Meet the Scientist Index


Joan Stiles

Explore and Discover with Joan Stiles:
Brain Development: An Intricate Blend of Nature and Nurture


Biography

Dr. Stiles‚ research focuses on understanding how children acquire knowledge about their world, especially the physical, spatial environment. Her work encompasses three different, yet related, areas of investigation. One line of work focuses on conceptual development in normally developing children ranging in age from 2- to 18-years. The other line of work examines the effects of early, localized brain injury on how children develop the ability to make sense of the physical world around them. These two lines of research share a common set of conceptual and developmental questions, but approach those questions from different perspectives. The first is centered on the basic question of what abilities develop and when they develop. The second question focuses on what regions of the brain process information about the physical world and how they do so.
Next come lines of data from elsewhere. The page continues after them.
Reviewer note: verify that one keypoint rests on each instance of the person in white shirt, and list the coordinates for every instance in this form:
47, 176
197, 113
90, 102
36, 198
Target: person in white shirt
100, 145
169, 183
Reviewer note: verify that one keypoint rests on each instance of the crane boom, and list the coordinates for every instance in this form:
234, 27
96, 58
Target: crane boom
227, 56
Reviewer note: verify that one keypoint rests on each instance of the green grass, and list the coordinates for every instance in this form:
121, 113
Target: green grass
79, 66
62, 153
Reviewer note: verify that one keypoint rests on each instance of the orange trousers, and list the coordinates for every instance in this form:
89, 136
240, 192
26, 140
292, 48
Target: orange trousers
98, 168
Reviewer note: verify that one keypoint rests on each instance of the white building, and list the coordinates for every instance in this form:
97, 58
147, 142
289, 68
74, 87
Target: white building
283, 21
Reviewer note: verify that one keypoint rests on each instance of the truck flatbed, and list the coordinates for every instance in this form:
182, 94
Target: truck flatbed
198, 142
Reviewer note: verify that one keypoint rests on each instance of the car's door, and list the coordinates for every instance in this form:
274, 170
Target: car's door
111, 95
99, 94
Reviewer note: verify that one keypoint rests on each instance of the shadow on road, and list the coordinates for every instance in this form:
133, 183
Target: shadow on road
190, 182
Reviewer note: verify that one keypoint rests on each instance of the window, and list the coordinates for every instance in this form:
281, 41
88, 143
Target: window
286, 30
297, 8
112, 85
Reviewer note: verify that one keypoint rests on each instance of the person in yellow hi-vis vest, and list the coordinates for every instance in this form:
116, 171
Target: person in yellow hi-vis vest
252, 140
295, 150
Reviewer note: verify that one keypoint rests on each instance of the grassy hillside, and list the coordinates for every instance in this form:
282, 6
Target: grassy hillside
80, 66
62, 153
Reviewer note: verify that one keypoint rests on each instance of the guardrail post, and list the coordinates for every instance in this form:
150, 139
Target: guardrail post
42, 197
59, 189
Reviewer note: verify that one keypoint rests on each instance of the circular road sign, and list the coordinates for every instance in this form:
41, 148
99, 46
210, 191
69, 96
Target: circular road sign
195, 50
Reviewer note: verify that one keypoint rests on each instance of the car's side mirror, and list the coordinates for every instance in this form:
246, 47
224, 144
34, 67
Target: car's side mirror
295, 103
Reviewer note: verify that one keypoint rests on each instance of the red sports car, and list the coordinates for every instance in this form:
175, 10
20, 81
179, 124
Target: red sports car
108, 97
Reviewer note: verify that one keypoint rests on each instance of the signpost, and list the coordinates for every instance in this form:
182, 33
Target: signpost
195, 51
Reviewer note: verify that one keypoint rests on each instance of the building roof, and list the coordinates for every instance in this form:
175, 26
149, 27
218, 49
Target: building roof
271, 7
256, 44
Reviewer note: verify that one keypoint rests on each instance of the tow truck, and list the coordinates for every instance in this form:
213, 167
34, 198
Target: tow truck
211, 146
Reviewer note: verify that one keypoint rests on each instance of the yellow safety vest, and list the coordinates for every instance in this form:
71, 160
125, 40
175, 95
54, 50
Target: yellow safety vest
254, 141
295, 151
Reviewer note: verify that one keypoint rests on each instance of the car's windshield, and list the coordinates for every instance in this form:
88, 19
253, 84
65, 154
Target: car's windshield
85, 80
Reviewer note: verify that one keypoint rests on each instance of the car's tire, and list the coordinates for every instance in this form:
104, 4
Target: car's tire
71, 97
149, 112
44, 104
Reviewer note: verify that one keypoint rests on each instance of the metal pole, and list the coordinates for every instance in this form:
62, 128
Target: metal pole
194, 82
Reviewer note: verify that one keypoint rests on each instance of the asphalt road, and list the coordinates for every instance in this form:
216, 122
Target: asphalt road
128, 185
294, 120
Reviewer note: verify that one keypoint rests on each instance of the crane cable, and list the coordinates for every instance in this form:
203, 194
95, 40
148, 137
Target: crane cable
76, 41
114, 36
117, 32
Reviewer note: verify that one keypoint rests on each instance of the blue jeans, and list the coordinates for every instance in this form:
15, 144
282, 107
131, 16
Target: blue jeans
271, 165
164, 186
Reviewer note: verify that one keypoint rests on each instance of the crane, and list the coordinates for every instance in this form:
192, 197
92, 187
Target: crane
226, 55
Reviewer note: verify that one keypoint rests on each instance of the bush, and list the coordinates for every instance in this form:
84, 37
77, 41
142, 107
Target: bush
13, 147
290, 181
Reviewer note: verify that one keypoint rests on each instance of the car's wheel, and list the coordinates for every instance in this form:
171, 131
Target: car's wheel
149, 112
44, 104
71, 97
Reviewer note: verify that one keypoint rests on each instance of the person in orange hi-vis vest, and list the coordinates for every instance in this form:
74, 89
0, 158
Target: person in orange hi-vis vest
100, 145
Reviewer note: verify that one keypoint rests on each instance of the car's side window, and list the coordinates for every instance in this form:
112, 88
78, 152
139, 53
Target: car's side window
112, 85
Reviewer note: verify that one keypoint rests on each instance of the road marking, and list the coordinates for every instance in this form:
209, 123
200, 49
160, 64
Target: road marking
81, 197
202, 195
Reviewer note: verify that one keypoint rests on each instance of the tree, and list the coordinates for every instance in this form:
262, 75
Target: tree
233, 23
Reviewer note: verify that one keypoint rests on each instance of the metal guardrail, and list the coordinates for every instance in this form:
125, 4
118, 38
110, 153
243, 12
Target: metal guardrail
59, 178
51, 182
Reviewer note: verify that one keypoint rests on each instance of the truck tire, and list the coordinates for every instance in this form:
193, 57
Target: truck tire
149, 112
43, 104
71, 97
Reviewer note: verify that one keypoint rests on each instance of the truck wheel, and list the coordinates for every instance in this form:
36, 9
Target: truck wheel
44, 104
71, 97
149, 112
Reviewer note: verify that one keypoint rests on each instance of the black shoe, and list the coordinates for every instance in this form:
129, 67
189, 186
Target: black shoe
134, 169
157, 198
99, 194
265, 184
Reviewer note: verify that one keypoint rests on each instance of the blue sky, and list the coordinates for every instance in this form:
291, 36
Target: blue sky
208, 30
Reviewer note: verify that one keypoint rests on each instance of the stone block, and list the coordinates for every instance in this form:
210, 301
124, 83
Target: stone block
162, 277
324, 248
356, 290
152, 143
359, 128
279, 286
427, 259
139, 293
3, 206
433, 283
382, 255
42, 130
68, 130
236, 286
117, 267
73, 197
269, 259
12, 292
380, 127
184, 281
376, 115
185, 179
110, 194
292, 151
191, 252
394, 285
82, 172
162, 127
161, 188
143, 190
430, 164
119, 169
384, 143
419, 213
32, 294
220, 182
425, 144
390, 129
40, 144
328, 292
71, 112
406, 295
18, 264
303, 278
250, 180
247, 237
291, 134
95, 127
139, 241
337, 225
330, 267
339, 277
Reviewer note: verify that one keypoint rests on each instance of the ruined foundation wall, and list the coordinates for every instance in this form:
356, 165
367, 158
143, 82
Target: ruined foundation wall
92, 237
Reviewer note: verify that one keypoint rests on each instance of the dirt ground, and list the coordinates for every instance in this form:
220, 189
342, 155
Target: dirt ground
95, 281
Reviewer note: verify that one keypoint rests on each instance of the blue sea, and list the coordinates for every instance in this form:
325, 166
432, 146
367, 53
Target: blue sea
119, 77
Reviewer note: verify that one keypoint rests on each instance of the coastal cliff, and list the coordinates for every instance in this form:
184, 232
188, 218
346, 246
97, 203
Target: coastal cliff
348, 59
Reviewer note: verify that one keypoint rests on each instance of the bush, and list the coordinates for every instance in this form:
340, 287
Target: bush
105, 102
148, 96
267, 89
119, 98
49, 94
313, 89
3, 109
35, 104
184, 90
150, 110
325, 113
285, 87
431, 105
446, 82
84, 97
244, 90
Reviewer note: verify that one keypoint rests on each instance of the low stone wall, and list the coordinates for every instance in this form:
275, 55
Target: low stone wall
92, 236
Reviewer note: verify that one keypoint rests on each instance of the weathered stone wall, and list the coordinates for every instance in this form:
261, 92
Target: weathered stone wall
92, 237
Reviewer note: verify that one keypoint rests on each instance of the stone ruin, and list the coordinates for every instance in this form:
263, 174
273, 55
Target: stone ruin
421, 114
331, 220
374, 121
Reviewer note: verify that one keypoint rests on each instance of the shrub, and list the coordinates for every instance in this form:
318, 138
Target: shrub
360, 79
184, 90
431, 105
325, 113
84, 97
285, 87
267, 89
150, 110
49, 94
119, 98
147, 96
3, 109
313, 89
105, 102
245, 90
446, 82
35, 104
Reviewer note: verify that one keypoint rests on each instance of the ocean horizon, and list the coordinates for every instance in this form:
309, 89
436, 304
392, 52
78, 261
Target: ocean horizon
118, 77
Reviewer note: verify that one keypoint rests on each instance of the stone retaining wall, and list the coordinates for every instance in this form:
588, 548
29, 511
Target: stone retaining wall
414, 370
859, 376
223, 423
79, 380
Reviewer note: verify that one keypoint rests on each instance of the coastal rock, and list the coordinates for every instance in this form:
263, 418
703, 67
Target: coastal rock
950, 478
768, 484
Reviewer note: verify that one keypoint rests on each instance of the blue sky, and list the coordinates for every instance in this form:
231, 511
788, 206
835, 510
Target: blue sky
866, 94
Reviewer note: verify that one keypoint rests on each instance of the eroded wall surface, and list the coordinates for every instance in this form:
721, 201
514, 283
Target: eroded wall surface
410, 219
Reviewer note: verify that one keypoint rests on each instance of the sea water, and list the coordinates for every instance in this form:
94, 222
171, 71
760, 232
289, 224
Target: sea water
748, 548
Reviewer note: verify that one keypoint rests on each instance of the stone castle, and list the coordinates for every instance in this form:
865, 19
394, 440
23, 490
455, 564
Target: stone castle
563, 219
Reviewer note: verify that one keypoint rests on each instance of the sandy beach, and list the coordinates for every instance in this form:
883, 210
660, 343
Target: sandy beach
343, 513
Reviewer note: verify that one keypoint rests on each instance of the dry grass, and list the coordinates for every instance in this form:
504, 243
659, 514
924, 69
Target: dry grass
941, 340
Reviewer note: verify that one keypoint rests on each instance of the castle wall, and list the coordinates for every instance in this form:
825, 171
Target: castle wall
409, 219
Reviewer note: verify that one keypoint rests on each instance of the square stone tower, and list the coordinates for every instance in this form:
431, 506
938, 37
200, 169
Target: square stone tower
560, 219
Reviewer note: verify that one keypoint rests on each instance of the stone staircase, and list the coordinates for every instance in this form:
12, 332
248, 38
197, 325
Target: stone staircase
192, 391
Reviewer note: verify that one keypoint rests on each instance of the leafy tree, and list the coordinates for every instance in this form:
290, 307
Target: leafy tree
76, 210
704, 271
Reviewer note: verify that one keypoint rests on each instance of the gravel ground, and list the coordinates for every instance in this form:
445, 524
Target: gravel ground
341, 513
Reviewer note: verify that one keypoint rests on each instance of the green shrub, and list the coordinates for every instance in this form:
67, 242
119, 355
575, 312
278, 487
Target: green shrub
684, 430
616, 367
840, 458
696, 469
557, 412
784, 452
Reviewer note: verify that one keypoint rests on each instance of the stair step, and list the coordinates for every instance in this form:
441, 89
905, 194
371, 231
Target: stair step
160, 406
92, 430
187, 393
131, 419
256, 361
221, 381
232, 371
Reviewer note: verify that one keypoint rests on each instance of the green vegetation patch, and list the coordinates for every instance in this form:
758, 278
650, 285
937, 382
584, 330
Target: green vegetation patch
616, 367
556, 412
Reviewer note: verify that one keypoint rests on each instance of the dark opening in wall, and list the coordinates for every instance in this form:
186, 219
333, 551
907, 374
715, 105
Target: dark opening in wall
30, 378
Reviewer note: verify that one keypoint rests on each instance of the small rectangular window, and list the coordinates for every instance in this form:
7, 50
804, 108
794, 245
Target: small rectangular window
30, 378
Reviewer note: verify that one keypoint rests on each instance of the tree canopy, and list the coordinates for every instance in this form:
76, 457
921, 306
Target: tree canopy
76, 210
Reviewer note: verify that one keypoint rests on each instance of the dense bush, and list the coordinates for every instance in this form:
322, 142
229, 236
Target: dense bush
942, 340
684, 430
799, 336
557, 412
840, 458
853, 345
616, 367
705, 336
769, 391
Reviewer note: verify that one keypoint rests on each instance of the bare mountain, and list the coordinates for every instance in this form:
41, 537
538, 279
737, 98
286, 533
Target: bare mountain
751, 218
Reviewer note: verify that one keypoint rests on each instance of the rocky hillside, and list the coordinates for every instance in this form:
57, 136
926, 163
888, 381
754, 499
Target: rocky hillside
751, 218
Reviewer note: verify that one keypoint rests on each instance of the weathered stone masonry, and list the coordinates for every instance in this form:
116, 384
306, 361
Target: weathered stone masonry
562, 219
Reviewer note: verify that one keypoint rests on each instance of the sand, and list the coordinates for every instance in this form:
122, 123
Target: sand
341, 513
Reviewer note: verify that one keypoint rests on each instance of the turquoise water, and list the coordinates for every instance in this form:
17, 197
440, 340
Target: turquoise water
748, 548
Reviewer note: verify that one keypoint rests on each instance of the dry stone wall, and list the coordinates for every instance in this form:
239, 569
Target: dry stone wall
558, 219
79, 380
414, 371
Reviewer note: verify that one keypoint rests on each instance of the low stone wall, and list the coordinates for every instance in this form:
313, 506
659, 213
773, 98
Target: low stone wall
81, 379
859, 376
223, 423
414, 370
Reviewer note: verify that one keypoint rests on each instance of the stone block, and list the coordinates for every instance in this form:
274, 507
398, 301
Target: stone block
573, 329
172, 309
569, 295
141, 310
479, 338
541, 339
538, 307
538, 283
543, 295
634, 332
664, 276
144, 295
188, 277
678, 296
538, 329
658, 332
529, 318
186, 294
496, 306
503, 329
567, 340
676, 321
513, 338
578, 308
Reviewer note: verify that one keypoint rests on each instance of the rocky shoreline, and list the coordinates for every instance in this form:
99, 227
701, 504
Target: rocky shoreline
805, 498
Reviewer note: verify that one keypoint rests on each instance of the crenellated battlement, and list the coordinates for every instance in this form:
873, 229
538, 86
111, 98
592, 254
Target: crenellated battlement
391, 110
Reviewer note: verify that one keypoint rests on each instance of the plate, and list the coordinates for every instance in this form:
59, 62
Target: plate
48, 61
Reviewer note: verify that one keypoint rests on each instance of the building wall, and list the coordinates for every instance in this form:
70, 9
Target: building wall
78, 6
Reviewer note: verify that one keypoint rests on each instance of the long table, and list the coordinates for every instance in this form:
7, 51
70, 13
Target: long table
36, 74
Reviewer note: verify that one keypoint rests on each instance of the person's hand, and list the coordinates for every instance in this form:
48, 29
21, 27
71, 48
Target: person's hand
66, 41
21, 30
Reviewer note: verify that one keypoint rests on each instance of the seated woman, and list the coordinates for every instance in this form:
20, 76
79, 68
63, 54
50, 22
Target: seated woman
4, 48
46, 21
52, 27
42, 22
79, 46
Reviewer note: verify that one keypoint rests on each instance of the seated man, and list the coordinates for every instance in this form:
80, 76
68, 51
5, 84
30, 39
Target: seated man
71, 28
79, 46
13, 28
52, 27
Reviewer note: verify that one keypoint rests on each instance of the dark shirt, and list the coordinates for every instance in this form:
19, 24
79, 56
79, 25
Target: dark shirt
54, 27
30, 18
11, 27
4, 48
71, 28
The third line of inquiry is intended to explore directly the relationship between behavior and brain function, in both normally developing children and children with localized brain injury. Using functional magnetic resonance imaging (fMRI) techniques, Dr. Stiles and colleagues have begun to document developmental change in patterns of brain activation associated with the processing of specific information about the physical world. In collaboration with other laboratories at UCSD, they have also begun a series of studies focused on understanding changes in basic brain physiology and anatomy.